Não, dizem lulopetistas que respeito. E é importante, a meu ver, tentar entender suas razões. Primeiro, porque veem no uso da expressão "pós-Lula" disfarçada ironia e inconfessáveis propósitos políticos, todos expressando veladas expectativas e obscuros desejos de que o ex-presidente pudesse "sair de cena", privando a sociedade brasileira de sua marcante presença, de seus conselhos, opiniões e lições de vida.
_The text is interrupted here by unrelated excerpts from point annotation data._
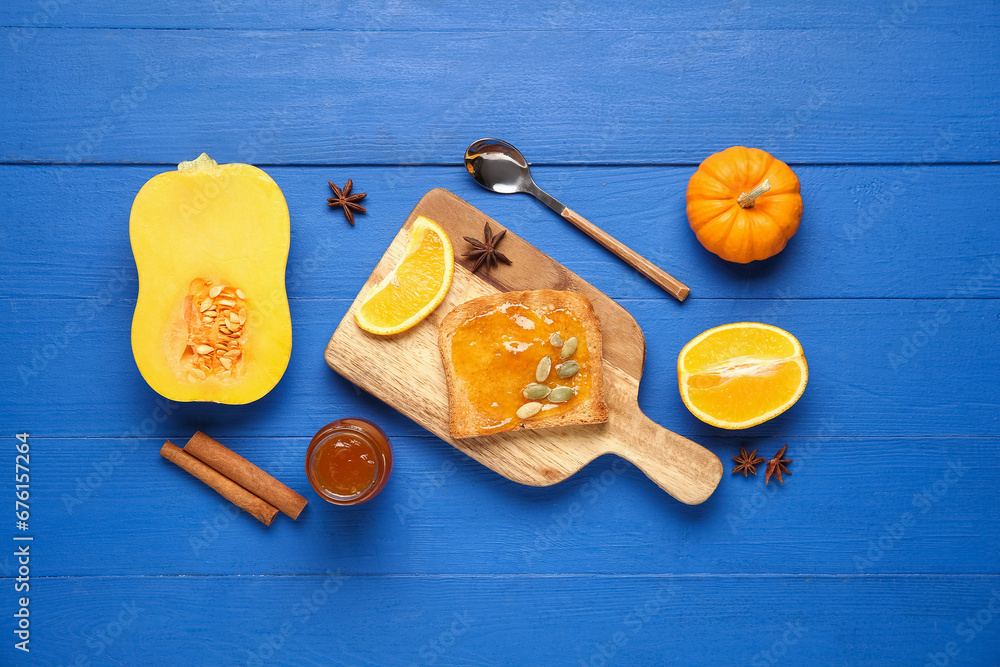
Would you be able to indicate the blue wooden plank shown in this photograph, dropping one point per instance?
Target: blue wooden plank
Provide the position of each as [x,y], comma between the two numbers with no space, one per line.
[867,232]
[877,367]
[852,506]
[515,15]
[568,620]
[388,97]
Vale lembrar que foi isso o que fez em 2003 o então - como ainda hoje - estrategista-mor do petismo (J. Dirceu), reagindo a um comentário público do então ex-presidente Fernando Henrique Cardoso: "Ele deveria estar calado em casa, de pijama e chinelos cuidando dos netos". Que eu tenha tomado conhecimento, ninguém sugeriu o mesmo a Lula. Que, por sinal, disse mais de uma vez que iria mostrar a todos "como deve se comportar um ex-presidente quando desencarna". Deixo ao eventual leitor imaginar a qual (ou a quais) ex-presidente(s) se referia Lula.
Há uma segunda razão para o desconforto e a irritação com a expressão "pós-Lula", por vezes interpretada como uma tentativa de excluir do rol das possibilidades futuras "o retorno" de Lula à Presidência da República em 2014 ou 2018 - o que exigiria sua constante presença e visibilidade nos meios de comunicação. Essa possibilidade de retorno certamente existe tanto para o principal estrategista do lulismo (o próprio Lula) quanto para o estrategista-mor do petismo. Tanto é assim que um dos mais fiéis escudeiros do ex-presidente, hoje ministro importante do governo Dilma Rousseff, já disse em entrevista que se a presidente Dilma fizer um bom governo será candidata à reeleição. Se não, o lulopetismo deverá ter Lula de volta em 2014 (ou 2018). Como falar em pós-Lula nesse contexto?
Há uma terceira, e talvez mais importante, razão para o desconforto e a irritação com o uso do termo "o pós-Lula": a visão de que este teria o propósito de tentar "desconstruir" o governo Lula, chamando a atenção para alguns de seus legados e heranças mais problemáticos. A administração da presidente Dilma Rousseff estaria obrigada - ainda que pisando em ovos - a lidar com tais legados e heranças nos primeiros meses e anos de seu mandato.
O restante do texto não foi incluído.